Task.WaitAll(tasks);
AddOrUpdateWithoutRetrieving();
Console.WriteLine("Press any key.");
Console.ReadKey();
}
public class TestData : IEqualityComparer<TestData>
{
public string aStr1 { get; set; }
public Guid? aGud1 { get; set; }
public string aStr2 { get; set; }
public int aInt1 { get; set; }
public long? aLong1 { get; set; }
public DateTime aDate1 { get; set; }
public DateTime? aDate2 { get; set; }
//public int QueryCount { get; set; }
public int QueryCount = 0;//
public string zData { get; set; }
public bool Equals(TestData x, TestData y)
{
return x.aStr1 == y.aStr1 &&
x.aStr2 == y.aStr2 &&
x.aGud1 == y.aGud1 &&
x.aStr2 == y.aStr2 &&
x.aInt1 == y.aInt1 &&
x.aLong1 == y.aLong1 &&
x.aDate1 == y.aDate1 &&
x.QueryCount == y.QueryCount ;
}
public int GetHashCode(TestData obj)
{
TestData ci = (TestData)obj;
// http://stackoverflow.com/a/263416/328397
return
new {
A = ci.aStr1,
Aa = ci.aStr2,
B = ci.aGud1,
C = ci.aStr2,
D = ci.aInt1,
E = ci.aLong1,
F = ci.QueryCount ,
G = ci.aDate1}.GetHashCode();
}
}
private void AddOrUpdateWithoutRetrieving()
{
// Sometime later.
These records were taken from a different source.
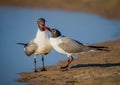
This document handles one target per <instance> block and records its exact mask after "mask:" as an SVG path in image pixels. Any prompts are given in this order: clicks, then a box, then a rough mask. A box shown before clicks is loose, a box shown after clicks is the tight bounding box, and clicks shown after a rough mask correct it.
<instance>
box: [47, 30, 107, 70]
mask: <svg viewBox="0 0 120 85" xmlns="http://www.w3.org/2000/svg"><path fill="white" fill-rule="evenodd" d="M48 30H49V31H50V32H51V37H50V43H51V46H52V47H53V49H54V50H56V51H57V52H58V53H61V54H65V55H67V57H68V63H67V65H66V66H64V67H61V69H66V70H68V68H69V65H70V63H71V62H72V61H73V56H74V55H75V54H77V53H79V52H88V51H93V50H95V51H96V50H100V51H101V50H103V51H109V50H107V48H108V47H104V46H92V45H86V44H83V43H80V42H79V41H77V40H74V39H71V38H69V37H66V36H63V35H62V34H61V32H60V31H59V30H57V29H50V28H49V29H48Z"/></svg>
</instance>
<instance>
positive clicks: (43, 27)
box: [42, 24, 51, 31]
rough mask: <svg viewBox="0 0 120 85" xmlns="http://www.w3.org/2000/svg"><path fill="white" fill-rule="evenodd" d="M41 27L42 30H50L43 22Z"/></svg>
mask: <svg viewBox="0 0 120 85" xmlns="http://www.w3.org/2000/svg"><path fill="white" fill-rule="evenodd" d="M42 28H43V29H44V30H48V31H51V30H50V28H49V27H47V26H46V25H45V24H42Z"/></svg>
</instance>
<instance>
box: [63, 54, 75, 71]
mask: <svg viewBox="0 0 120 85" xmlns="http://www.w3.org/2000/svg"><path fill="white" fill-rule="evenodd" d="M70 58H71V59H70ZM70 58H68V64H67V65H66V66H64V67H61V69H68V67H69V65H70V63H71V62H72V61H73V57H72V56H70Z"/></svg>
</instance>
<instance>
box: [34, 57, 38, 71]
mask: <svg viewBox="0 0 120 85" xmlns="http://www.w3.org/2000/svg"><path fill="white" fill-rule="evenodd" d="M34 65H35V70H34V72H38V71H37V69H36V56H34Z"/></svg>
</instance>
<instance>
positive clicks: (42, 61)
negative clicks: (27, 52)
mask: <svg viewBox="0 0 120 85" xmlns="http://www.w3.org/2000/svg"><path fill="white" fill-rule="evenodd" d="M41 71H47V70H46V69H45V66H44V56H42V69H41Z"/></svg>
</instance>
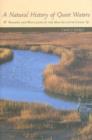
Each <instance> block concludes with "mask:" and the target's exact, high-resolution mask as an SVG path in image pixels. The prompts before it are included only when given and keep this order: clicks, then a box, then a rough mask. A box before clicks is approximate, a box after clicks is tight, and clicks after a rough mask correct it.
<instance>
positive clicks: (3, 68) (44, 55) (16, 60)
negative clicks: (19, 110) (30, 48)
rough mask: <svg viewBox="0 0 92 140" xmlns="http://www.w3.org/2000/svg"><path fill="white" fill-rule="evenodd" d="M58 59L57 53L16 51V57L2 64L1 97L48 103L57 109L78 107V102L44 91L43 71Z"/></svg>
mask: <svg viewBox="0 0 92 140" xmlns="http://www.w3.org/2000/svg"><path fill="white" fill-rule="evenodd" d="M58 61H59V57H58V56H56V55H51V54H46V53H42V52H31V51H20V50H16V51H14V59H13V60H12V61H11V62H8V63H5V64H3V65H0V99H7V100H13V101H25V102H35V103H41V104H48V105H51V106H53V107H54V108H57V109H66V110H68V109H69V110H70V109H71V110H72V109H77V106H78V104H77V103H74V102H68V101H64V100H61V99H60V100H59V99H56V98H54V97H50V96H48V95H47V94H46V92H45V91H44V83H43V71H44V69H45V68H46V66H47V65H48V64H56V63H58Z"/></svg>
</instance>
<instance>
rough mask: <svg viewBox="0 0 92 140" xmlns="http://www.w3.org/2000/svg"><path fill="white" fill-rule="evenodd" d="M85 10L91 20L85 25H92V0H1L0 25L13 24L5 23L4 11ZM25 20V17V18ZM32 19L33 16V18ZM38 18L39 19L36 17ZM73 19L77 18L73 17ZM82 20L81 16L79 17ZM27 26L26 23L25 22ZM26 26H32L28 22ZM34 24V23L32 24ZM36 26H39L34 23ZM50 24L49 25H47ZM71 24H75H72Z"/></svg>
mask: <svg viewBox="0 0 92 140" xmlns="http://www.w3.org/2000/svg"><path fill="white" fill-rule="evenodd" d="M13 11H14V12H27V11H29V12H30V11H31V12H44V13H46V12H53V11H55V12H57V11H61V12H70V13H71V12H84V13H87V12H88V13H90V14H91V16H90V19H88V18H87V19H84V20H85V21H86V20H89V23H88V24H86V23H85V24H83V26H84V27H86V26H90V27H91V26H92V0H0V20H1V21H0V26H12V24H8V23H7V24H6V23H5V24H3V23H4V21H5V20H7V18H6V17H5V18H4V17H2V15H3V13H5V12H8V13H9V12H13ZM23 20H24V19H23ZM31 20H32V18H31ZM36 20H37V19H36ZM67 20H70V18H67ZM71 20H75V19H72V18H71ZM78 20H80V18H79V19H78ZM13 26H22V25H21V24H20V25H19V24H16V25H15V24H13ZM23 26H25V24H23ZM26 26H30V24H28V25H27V24H26ZM32 26H33V24H32ZM34 26H37V24H36V25H34ZM38 26H41V27H42V26H46V25H45V24H39V25H38ZM47 26H49V25H47ZM50 26H51V27H52V26H54V24H51V25H50ZM57 26H60V27H61V26H62V25H61V24H59V25H58V24H56V27H57ZM63 26H66V27H67V26H69V25H67V24H64V25H63ZM70 26H73V24H72V25H70ZM76 26H82V24H81V25H80V24H77V25H76Z"/></svg>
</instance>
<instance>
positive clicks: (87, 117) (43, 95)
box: [0, 31, 92, 140]
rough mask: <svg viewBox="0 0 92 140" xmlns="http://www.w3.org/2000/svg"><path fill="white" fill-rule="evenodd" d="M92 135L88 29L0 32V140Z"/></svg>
mask: <svg viewBox="0 0 92 140" xmlns="http://www.w3.org/2000/svg"><path fill="white" fill-rule="evenodd" d="M6 139H8V140H92V33H91V32H58V31H57V32H55V31H54V32H48V31H43V32H40V31H39V32H36V31H35V32H33V31H25V32H24V31H23V32H22V31H21V32H20V31H16V32H15V31H14V32H11V31H7V32H0V140H6Z"/></svg>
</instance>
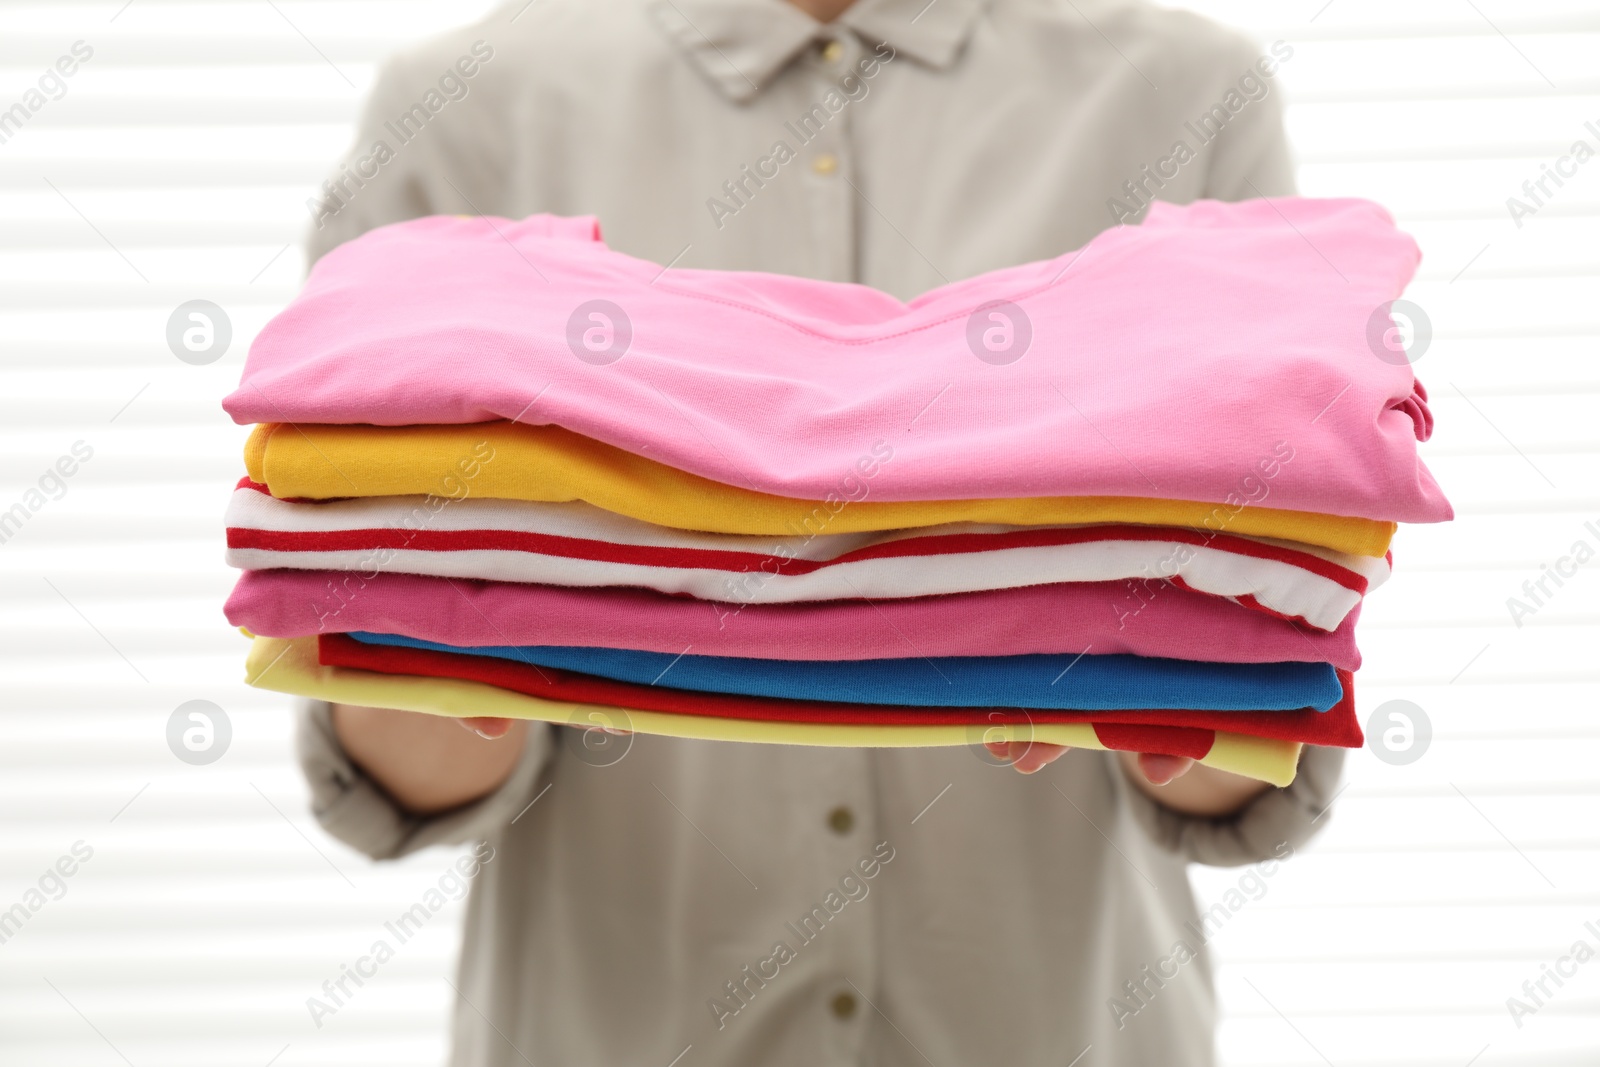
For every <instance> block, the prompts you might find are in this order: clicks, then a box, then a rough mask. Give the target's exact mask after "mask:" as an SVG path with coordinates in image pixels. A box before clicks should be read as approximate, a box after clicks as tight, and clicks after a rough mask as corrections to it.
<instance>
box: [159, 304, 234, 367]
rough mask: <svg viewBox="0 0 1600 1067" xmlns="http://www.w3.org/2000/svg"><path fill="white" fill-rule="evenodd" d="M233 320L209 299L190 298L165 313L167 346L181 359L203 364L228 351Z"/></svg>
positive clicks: (224, 353)
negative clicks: (183, 303) (194, 299)
mask: <svg viewBox="0 0 1600 1067" xmlns="http://www.w3.org/2000/svg"><path fill="white" fill-rule="evenodd" d="M232 341H234V323H232V322H230V320H229V317H227V312H224V310H222V309H221V307H218V306H216V304H213V302H211V301H189V302H186V304H179V306H178V307H174V309H173V314H171V315H168V317H166V347H168V349H171V350H173V355H176V357H178V358H179V360H182V362H184V363H189V365H192V366H205V365H206V363H216V362H218V360H221V358H222V355H226V354H227V346H229V344H230V342H232Z"/></svg>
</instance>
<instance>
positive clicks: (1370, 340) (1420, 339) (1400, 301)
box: [1366, 301, 1434, 366]
mask: <svg viewBox="0 0 1600 1067" xmlns="http://www.w3.org/2000/svg"><path fill="white" fill-rule="evenodd" d="M1432 342H1434V322H1432V320H1430V318H1429V317H1427V312H1424V310H1422V309H1421V307H1419V306H1418V304H1413V302H1411V301H1389V302H1387V304H1379V306H1378V307H1374V309H1373V314H1371V315H1370V317H1368V320H1366V347H1368V349H1371V350H1373V355H1376V357H1378V358H1379V360H1382V362H1384V363H1392V365H1395V366H1405V365H1406V363H1416V362H1418V360H1421V358H1422V355H1424V354H1426V352H1427V346H1429V344H1432Z"/></svg>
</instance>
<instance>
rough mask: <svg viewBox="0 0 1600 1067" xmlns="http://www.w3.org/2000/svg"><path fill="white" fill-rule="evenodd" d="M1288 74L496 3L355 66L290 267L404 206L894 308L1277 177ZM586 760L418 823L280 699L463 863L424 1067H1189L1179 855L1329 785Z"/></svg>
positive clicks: (1104, 762)
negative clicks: (360, 67)
mask: <svg viewBox="0 0 1600 1067" xmlns="http://www.w3.org/2000/svg"><path fill="white" fill-rule="evenodd" d="M1286 53H1288V50H1285V48H1282V46H1278V48H1277V50H1272V51H1267V53H1261V51H1259V50H1258V48H1256V46H1253V45H1250V43H1246V42H1243V40H1240V38H1237V37H1234V35H1232V34H1229V32H1224V30H1221V29H1218V27H1214V26H1211V24H1208V22H1205V21H1202V19H1198V18H1194V16H1189V14H1181V13H1173V11H1163V10H1155V8H1150V6H1146V5H1142V3H1104V2H1099V0H987V2H986V0H859V2H858V3H856V5H854V6H853V8H850V10H848V11H846V13H845V14H843V16H842V18H840V19H838V22H837V24H832V26H819V24H816V22H814V21H811V19H810V18H808V16H805V14H803V13H800V11H798V10H797V8H794V6H790V5H787V3H784V2H782V0H533V2H531V3H528V2H526V0H514V2H512V3H510V5H509V6H506V8H502V10H501V11H498V13H496V14H493V16H490V18H488V19H486V21H483V22H480V24H477V26H472V27H467V29H464V30H459V32H454V34H450V35H448V37H445V38H440V40H434V42H429V43H426V45H422V46H421V48H418V50H414V51H411V53H408V54H405V56H402V58H400V59H397V61H394V62H392V64H389V66H387V67H386V70H384V72H382V75H381V78H379V83H378V88H376V90H374V93H373V98H371V102H370V107H368V112H366V118H365V122H363V128H362V133H360V136H358V139H357V144H355V146H354V149H352V152H350V155H349V158H347V160H346V163H344V165H342V166H341V168H339V170H338V171H336V173H334V174H333V176H331V179H330V182H328V186H326V189H325V195H323V198H322V200H320V202H312V203H309V205H307V206H309V210H310V213H312V214H314V218H315V222H314V230H312V240H310V251H312V254H314V256H315V254H320V253H322V251H326V250H328V248H331V246H333V245H336V243H339V242H342V240H347V238H350V237H354V235H357V234H360V232H363V230H366V229H371V227H373V226H381V224H386V222H394V221H398V219H405V218H411V216H419V214H430V213H483V214H501V216H509V218H518V216H523V214H528V213H534V211H552V213H562V214H595V216H598V218H600V222H602V230H603V235H605V240H606V242H608V243H610V245H611V246H613V248H616V250H621V251H626V253H629V254H634V256H642V258H648V259H653V261H658V262H661V264H662V266H664V267H666V269H670V267H674V266H693V267H723V269H758V270H773V272H786V274H797V275H806V277H816V278H834V280H842V282H861V283H867V285H874V286H878V288H882V290H886V291H890V293H893V294H896V296H899V298H910V296H914V294H917V293H920V291H923V290H928V288H931V286H934V285H939V283H942V282H946V280H957V278H963V277H968V275H973V274H978V272H982V270H990V269H995V267H1005V266H1010V264H1016V262H1024V261H1030V259H1040V258H1048V256H1056V254H1059V253H1062V251H1067V250H1070V248H1075V246H1078V245H1082V243H1083V242H1086V240H1088V238H1090V237H1093V235H1094V234H1096V232H1099V230H1101V229H1104V227H1107V226H1112V224H1114V222H1118V221H1125V219H1128V218H1133V216H1136V214H1138V213H1139V210H1141V208H1142V206H1144V203H1147V202H1149V198H1150V197H1160V198H1166V200H1178V202H1186V200H1192V198H1197V197H1218V198H1242V197H1250V195H1258V194H1261V195H1267V194H1282V192H1288V190H1291V182H1293V178H1291V170H1290V163H1288V154H1286V149H1285V139H1283V130H1282V117H1280V109H1278V88H1277V85H1275V82H1274V75H1275V72H1277V67H1278V64H1282V62H1291V61H1293V56H1291V54H1286ZM1150 296H1152V299H1160V294H1158V293H1152V294H1150ZM1107 357H1109V358H1115V354H1107ZM602 737H603V734H602ZM595 739H597V736H586V734H582V733H579V731H576V729H568V728H541V729H538V731H534V733H533V734H531V737H530V744H528V747H526V753H525V757H523V760H522V763H520V765H518V768H517V769H515V773H514V774H512V776H510V779H509V781H507V782H506V784H504V787H501V789H499V790H498V792H494V793H493V795H491V797H488V798H485V800H483V801H480V803H475V805H472V806H469V808H466V809H461V811H456V813H450V814H446V816H442V817H432V819H414V817H410V816H406V814H405V813H402V811H400V809H398V808H395V805H394V803H392V801H390V800H389V798H387V797H384V793H382V792H381V790H379V789H378V787H376V785H374V784H373V782H371V781H370V779H366V777H365V776H363V774H362V773H360V769H358V768H355V766H354V765H352V763H350V761H349V758H347V757H346V755H344V753H342V752H341V750H339V745H338V742H336V739H334V737H333V733H331V728H330V721H328V709H326V707H325V705H312V707H309V709H307V710H306V717H304V720H302V729H301V757H302V763H304V769H306V774H307V779H309V782H310V787H312V798H314V806H315V811H317V816H318V819H320V821H322V824H323V825H325V827H326V829H328V832H330V833H333V835H336V837H339V838H341V840H346V841H349V843H350V845H354V846H357V848H360V849H363V851H366V853H368V854H371V856H398V854H403V853H408V851H413V849H418V848H424V846H427V845H435V843H451V841H467V840H485V841H488V846H490V848H491V849H493V859H491V861H490V862H486V864H483V865H482V869H480V870H478V873H477V875H475V878H474V885H472V896H470V907H469V912H467V920H466V944H464V949H462V958H461V966H459V976H458V981H456V985H458V987H459V992H461V997H459V1000H458V1005H456V1011H454V1054H453V1061H451V1062H453V1064H458V1065H461V1067H467V1065H472V1067H490V1065H494V1067H507V1065H517V1064H536V1065H538V1067H557V1065H562V1064H571V1065H581V1067H594V1065H616V1067H621V1065H624V1064H630V1065H640V1067H650V1065H658V1067H667V1065H669V1064H677V1065H680V1067H725V1065H726V1067H749V1065H752V1064H763V1065H766V1064H771V1065H778V1067H826V1065H829V1064H838V1065H843V1064H875V1065H878V1067H914V1065H933V1067H971V1065H976V1064H1005V1065H1006V1067H1035V1065H1038V1067H1045V1065H1046V1064H1048V1065H1051V1067H1066V1065H1067V1064H1074V1065H1077V1067H1123V1065H1126V1067H1150V1065H1160V1067H1182V1065H1189V1064H1195V1065H1200V1064H1210V1062H1211V1059H1213V1053H1211V1043H1213V1021H1214V1019H1213V1017H1214V997H1213V985H1211V976H1210V969H1208V968H1210V960H1208V953H1206V952H1205V941H1206V936H1208V934H1210V931H1214V923H1211V921H1200V918H1198V915H1197V907H1195V901H1194V897H1192V894H1190V889H1189V885H1187V878H1186V873H1184V865H1186V864H1187V862H1206V864H1248V862H1259V861H1270V862H1275V859H1277V857H1282V856H1285V854H1290V853H1291V851H1293V848H1296V846H1298V845H1301V843H1302V841H1304V840H1306V838H1307V837H1309V835H1310V833H1312V830H1314V821H1315V819H1317V816H1318V813H1320V811H1322V809H1323V808H1325V806H1326V805H1328V803H1330V801H1331V797H1333V792H1334V787H1336V779H1338V773H1339V766H1341V753H1338V752H1331V750H1312V752H1307V755H1306V758H1304V760H1302V766H1301V776H1299V781H1296V784H1294V785H1293V787H1290V789H1286V790H1275V792H1272V793H1269V795H1266V797H1262V798H1261V800H1259V801H1256V803H1254V805H1251V806H1250V808H1248V809H1246V811H1245V813H1242V814H1240V816H1237V817H1234V819H1227V821H1221V822H1214V821H1205V819H1190V817H1184V816H1178V814H1173V813H1170V811H1166V809H1163V808H1158V806H1157V805H1154V803H1150V801H1149V800H1146V798H1144V797H1142V795H1141V793H1138V792H1136V790H1133V789H1131V787H1130V785H1128V784H1126V781H1125V779H1123V777H1122V773H1120V769H1118V766H1117V765H1115V761H1114V760H1112V758H1109V757H1107V755H1104V753H1093V752H1072V753H1069V755H1067V757H1064V758H1062V760H1059V761H1058V763H1054V765H1053V766H1050V768H1046V769H1045V771H1042V773H1038V774H1035V776H1030V777H1024V776H1021V774H1016V773H1013V771H1010V769H1005V768H1000V766H995V765H994V761H992V760H989V758H987V755H986V753H984V752H982V750H981V749H976V747H974V749H925V750H837V749H800V747H776V745H736V744H712V742H691V741H672V739H661V737H648V736H634V737H627V739H618V737H613V739H608V741H606V744H602V745H595V744H594V741H595ZM586 741H587V742H589V744H586ZM1322 822H1325V821H1318V822H1317V824H1318V825H1320V824H1322ZM1224 918H1226V917H1224ZM1190 953H1197V955H1198V958H1190Z"/></svg>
We receive new data from some source.
TestData ci = new TestData()
{
aStr1 = "Austin",
aGud1 = new Guid(),
aStr2 = "System",
aLong1 = 100,
aInt1 = 1000,
QueryCount = 0,
aDate1 = DateTime.MinValue
};
TestData verify = concurrentCache.AddOrUpdate(123, ci,
(key, existingVal) =>
{
existingVal.aStr2 = "test1" + existingVal.QueryCount;
existingVal.aDate1 = DateTime.MinValue;
Console.WriteLine
("Thread:" + Thread.CurrentThread.ManagedThreadId +
" Query Count A:" + existingVal.QueryCount);
Interlocked.Increment(ref existingVal.QueryCount);
System.Random RandNum = new System.Random();
int MyRandomNumber = RandNum.Next(1, 1000);
Thread.Sleep(MyRandomNumber);
existingVal.aInt1++;
existingVal.aDate1 =
existingVal.aDate1.AddSeconds
(existingVal.aInt1);
Console.WriteLine(
"Thread:" + Thread.CurrentThread.ManagedThreadId +
" Query Count B:" + existingVal.QueryCount);
return existingVal;
});
// After each run, every value here should be ++ the previous value
Console.WriteLine(
"Thread:"+Thread.CurrentThread.ManagedThreadId +
": Query Count returned:" + verify.QueryCount +
" eid:" + verify.aInt1 + " date:" +
verify.aDate1.Hour + " " + verify.aDate1.Second +
" NAME:" + verify.aStr2
);
}
}
}
Output
Thread:12: Query Count returned:0 eid:1000 date:0 0 NAME:System
Thread:12 Query Count A:0
Thread:13 Query Count A:1
Thread:12 Query Count B:2
Thread:12: Query Count returned:2 eid:1001 date:0 41 NAME:test11
Thread:12 Query Count A:2
Thread:13 Query Count B:3
Thread:13: Query Count returned:3 eid:1002 date:0 42 NAME:test12
Thread:13 Query Count A:3
Thread:11 Query Count A:4
Thread:11 Query Count B:5
Thread:11: Query Count returned:5 eid:1003 date:0 43 NAME:test14
Thread:11 Query Count A:5
Thread:13 Query Count B:6
Thread:13: Query Count returned:6 eid:1004 date:0 44 NAME:test15
....
Thread:11 Query Count A:658
Thread:11 Query Count B:659
Thread:11: Query Count returned:659 eid:1656 date:0 36 NAME:test1658
Thread:11 Query Count A:659
Thread:11 Query Count B:660
Thread:11: Query Count returned:660 eid:1657 date:0 37 NAME:test1659
Thread:11 Query Count A:660
Thread:11 Query Count B:661
Thread:11: Query Count returned:661 eid:1658 date:0 38 NAME:test1660
Thread:11 Query Count A:661
Thread:11 Query Count B:662
Thread:11: Query Count returned:662 eid:1659 date:0 39 NAME:test1661
In this code "eid" should always be 1,000 more than Query count, but over the iterations the difference varies from 1 to 7 between the two. That inconsistency may cause some applications to fail or report incorrect data.